The newly proposed Light Metro is proposed to be implemented as government initiative expecting a viability gap funding from the central and state government. Remaining fund is expected to be sourced internally and externally form competent agencies.

==Proposes==
The project was proposed to cover a distance of 14.2 km with 15 stations, from Medical College Hostel to Meenchanda. The car depot was proposed to be located about 500 metres east of the Medical College Hostel station on 5.20 ha of vacant land owned by the government.

The monorail was proposed to be built in two phases. The first from Medical College to Mananchira and the second from Mananchira to Meenchantha.
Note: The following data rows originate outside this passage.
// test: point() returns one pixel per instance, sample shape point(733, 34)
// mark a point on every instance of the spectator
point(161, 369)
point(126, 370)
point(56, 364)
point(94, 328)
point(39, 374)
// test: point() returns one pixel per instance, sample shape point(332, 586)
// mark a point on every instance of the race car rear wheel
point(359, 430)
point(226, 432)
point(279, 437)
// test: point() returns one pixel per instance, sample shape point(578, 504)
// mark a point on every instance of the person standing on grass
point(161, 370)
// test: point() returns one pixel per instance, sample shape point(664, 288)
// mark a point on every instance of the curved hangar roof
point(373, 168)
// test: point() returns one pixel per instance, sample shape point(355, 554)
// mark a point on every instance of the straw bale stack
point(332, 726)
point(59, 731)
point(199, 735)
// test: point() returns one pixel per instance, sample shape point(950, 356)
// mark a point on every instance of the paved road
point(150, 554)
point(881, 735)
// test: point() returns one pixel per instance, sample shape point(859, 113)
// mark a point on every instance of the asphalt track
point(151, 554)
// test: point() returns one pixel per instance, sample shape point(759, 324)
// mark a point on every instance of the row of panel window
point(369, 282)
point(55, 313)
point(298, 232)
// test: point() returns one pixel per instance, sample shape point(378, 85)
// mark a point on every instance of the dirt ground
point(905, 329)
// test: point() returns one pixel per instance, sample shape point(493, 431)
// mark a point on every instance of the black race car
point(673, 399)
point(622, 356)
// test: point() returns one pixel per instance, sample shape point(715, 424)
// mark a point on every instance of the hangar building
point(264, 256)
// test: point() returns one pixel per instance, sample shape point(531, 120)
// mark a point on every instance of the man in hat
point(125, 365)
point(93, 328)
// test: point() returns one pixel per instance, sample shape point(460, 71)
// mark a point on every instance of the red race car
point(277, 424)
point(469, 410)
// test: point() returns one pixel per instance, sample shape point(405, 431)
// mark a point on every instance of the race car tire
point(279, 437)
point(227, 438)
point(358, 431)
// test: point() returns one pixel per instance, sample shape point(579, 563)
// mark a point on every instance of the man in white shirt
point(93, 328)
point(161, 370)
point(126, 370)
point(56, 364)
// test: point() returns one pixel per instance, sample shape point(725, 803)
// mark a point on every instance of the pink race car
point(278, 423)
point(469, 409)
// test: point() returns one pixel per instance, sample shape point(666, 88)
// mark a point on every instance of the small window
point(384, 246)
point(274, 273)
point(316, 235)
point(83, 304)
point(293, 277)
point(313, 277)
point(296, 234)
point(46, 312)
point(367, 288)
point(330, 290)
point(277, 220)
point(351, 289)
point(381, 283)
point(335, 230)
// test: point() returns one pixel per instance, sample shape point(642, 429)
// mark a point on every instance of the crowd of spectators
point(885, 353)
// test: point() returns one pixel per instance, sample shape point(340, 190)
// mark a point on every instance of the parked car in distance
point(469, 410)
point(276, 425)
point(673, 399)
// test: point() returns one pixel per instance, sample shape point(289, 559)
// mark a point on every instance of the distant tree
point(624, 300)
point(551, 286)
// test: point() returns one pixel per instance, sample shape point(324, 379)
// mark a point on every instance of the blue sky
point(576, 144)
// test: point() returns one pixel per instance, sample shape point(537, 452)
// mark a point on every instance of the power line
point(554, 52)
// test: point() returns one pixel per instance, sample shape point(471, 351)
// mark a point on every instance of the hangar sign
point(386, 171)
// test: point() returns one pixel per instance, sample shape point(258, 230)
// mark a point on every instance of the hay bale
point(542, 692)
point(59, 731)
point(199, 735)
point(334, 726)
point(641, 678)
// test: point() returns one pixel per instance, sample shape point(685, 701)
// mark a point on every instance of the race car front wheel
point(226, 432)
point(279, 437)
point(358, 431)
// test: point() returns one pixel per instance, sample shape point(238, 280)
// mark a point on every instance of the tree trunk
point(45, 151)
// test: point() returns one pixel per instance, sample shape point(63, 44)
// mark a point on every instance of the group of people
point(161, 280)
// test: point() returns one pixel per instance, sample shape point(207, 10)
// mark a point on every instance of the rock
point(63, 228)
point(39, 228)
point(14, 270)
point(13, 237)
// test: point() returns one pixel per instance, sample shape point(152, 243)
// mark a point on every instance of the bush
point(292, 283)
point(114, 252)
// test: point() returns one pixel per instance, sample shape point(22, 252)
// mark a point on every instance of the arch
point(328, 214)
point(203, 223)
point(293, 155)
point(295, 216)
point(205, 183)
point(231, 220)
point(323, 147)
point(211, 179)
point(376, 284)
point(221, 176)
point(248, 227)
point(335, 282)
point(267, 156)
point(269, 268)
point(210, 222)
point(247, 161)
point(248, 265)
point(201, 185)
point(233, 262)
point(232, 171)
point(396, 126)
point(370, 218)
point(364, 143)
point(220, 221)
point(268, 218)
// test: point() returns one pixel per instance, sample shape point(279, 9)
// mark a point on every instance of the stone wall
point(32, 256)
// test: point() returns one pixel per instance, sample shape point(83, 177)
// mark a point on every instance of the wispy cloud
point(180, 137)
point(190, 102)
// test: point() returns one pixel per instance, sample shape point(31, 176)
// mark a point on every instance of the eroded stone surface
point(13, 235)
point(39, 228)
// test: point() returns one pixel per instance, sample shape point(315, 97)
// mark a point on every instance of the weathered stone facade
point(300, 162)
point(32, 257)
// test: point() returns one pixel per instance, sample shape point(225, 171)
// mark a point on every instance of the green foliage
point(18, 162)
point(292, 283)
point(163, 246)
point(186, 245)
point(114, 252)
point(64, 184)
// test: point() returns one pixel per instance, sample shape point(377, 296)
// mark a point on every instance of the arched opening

Approximately 10.65 ha of land was to be required for the project, of which 80% is government-owned land.

| Phase | Terminals |  | Length (km) | Stations | Opening date |
|---|---|---|---|---|---|
| Phase I | Medical College | Mananchira |  |  |  |
| Phase II | Mananchira | Meenchanda |  |  |  |
| Total | Medical College | Meenchanda | 14.20 | 15 |  |

===Stations===
Kozhikode monorail was proposed to have a total of 15 stations.

Map of possible routes

| # | Station Name | Opening | Connections |
|---|---|---|---|
| 1 | Medical College Hostel |  | None |
| 2 | Medical College |  | None |
| 3 | Chevayur |  | None |
| 4 | Thondayad |  | None |
| 5 | Kottuli |  | None |
| 6 | New Bus Stand |  | Private inter-city buses |
| 7 | KSRTC |  | KSRTC buses |
| 8 | Mananchira |  | None |
| 9 | Palayam |  | Private intra-city buses |
| 10 | Railway Station |  | Indian Railways |
| 11 | Pushpa |  | None |
| 15 | Kallayi |  | None |
| 13 | Panniyankara |  | None |
| 14 | Vattakkinar |  | None |
| 15 | Meenchanda |  | None |

===Planned future expansion===
The government had planned to extend the monorail to Civil Station and West Hill. It would have required for the 6 km stretch connecting Malaparamba and Civil Station.

==Rolling stock==

Each train will be made up of 3 coaches on the formation - leading car / intermediate car / leading car. The length and width of the cars will be 18m and 2.8m respectively. The total length of train will be approximately 59.94 m.

Each train has a capacity of approximately 800 passengers. The metro is designed to carry 30,000 passengers per hour.